No sé por qué, pero la comida que he probado tanto en casas privadas como en los bares y restaurantes corrientes en esta región de la península ibérica, es de carácter simplón y rudo, platos rústicos y elementales en sus compuestos esenciales y pobre en su condimentación y presentación. ¡Otro desencuentro más con la tierra de mis ancestros! No sé de dónde sale eso de la riqueza, exquisitez y fama de la dieta mediterránea, a lo mejor se refiere al tipo de comida que existe más bien al sur del país en zonas del Mediterráneo, porque lo que es en las húmedas y frías regiones nórdicas, la comida carece de gracia y de encanto, es una comida para “llenar el buche”, como suele decirse, y para resistir las inclemencias del clima: abundantes frituras con poca sal, escasa pimienta, nada de picante, poco perejil, nada de cilantro, sin verduras, y a lo sumo, acompañadas de papas fritas (“patatinas fritas” les dicen). Yo pregunto si me pueden poner en lugar de las “patatinas fritas”, papas cocidas o al horno, o arroz como acompañamiento, y en el 90% de los casos me dicen que no, que no hay, que aquí no se estila, que en esta región eso no suele hacerse, que patatín y patatán, que eso es de otras regiones. O sea, lo que descubro es un regionalismo y un conservadurismo que, ante los ojos de muchos de los latinoamericanos migrantes que viven en esta región, nos parece ridículo e incomprensible.
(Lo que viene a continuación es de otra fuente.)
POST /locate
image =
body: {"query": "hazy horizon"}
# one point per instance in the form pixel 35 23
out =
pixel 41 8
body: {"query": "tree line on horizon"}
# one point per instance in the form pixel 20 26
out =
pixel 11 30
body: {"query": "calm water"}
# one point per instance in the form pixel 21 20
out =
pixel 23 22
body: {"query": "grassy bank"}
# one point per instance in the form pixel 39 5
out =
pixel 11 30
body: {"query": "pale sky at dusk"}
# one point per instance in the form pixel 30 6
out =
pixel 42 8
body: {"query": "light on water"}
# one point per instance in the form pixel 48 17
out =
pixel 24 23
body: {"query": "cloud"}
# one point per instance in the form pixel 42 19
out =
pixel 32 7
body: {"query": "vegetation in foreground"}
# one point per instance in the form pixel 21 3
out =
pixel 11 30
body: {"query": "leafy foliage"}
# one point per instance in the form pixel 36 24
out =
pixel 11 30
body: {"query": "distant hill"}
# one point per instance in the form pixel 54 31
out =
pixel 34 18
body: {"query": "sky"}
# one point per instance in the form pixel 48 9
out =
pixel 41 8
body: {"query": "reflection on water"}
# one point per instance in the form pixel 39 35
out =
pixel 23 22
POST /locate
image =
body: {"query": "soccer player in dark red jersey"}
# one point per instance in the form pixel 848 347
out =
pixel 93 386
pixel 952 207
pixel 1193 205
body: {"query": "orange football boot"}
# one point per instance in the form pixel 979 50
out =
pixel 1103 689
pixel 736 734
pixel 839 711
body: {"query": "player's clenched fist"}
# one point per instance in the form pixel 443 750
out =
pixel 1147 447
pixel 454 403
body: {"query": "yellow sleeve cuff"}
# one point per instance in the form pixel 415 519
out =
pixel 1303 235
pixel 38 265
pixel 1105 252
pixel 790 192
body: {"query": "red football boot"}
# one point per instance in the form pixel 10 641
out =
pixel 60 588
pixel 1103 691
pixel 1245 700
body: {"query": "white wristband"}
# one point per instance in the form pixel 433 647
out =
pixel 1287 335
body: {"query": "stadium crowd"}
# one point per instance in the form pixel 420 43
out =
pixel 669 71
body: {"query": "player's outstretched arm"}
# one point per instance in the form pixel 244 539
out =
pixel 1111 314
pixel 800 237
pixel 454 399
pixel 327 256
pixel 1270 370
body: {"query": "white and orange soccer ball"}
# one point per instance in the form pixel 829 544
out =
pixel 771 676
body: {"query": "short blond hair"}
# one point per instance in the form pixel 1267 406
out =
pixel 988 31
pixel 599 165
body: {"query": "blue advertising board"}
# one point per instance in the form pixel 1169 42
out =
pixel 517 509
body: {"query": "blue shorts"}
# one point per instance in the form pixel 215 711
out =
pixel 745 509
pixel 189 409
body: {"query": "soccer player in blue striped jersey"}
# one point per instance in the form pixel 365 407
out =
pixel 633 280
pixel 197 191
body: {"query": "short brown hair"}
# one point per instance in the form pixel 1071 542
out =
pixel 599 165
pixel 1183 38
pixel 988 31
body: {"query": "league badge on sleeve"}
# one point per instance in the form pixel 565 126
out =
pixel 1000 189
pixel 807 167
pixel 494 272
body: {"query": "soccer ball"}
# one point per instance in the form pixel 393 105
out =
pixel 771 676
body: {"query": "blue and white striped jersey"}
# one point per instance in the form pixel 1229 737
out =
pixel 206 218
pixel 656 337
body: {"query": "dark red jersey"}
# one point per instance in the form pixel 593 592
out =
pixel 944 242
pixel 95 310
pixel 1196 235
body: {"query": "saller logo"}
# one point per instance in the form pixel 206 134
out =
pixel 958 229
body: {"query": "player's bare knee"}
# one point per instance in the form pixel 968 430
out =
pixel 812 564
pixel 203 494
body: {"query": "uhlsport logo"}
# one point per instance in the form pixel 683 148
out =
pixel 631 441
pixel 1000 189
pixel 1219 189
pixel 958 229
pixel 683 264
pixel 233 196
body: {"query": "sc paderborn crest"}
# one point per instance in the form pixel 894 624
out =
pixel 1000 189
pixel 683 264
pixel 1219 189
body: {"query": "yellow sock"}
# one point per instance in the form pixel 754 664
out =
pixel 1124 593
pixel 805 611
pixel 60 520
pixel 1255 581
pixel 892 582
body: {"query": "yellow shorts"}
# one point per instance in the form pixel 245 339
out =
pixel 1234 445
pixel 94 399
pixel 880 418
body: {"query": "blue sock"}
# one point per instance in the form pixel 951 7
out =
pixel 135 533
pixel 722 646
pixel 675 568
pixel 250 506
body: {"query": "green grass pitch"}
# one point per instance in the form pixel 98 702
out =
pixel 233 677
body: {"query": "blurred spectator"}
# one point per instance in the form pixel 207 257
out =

Un simple ejemplo: en Gijón, de los cientos de bares y restaurantes que hay, solo encontré tres que venden chicharrones (“torreznos”, se llaman aquí). Pregunté por qué no hacen chicharrones, siendo expertos en sacarle provecho a todas las partes del cerdo. “Porque aquí no se estila, eso es de Burgos o de León, aquí no se come eso” (regiones colindantes con Asturias). Me pareció de un provincialismo y de una pobreza culinaria apabullante, el que no haya lugar para productos, estilos, condimentos, cocinas, búsquedas y fantasías que provengan de otras partes del país o del mundo. Contrariamente a lo que caracteriza la comida de América, hecha de mestizajes y de aportes que son siempre bienvenidos.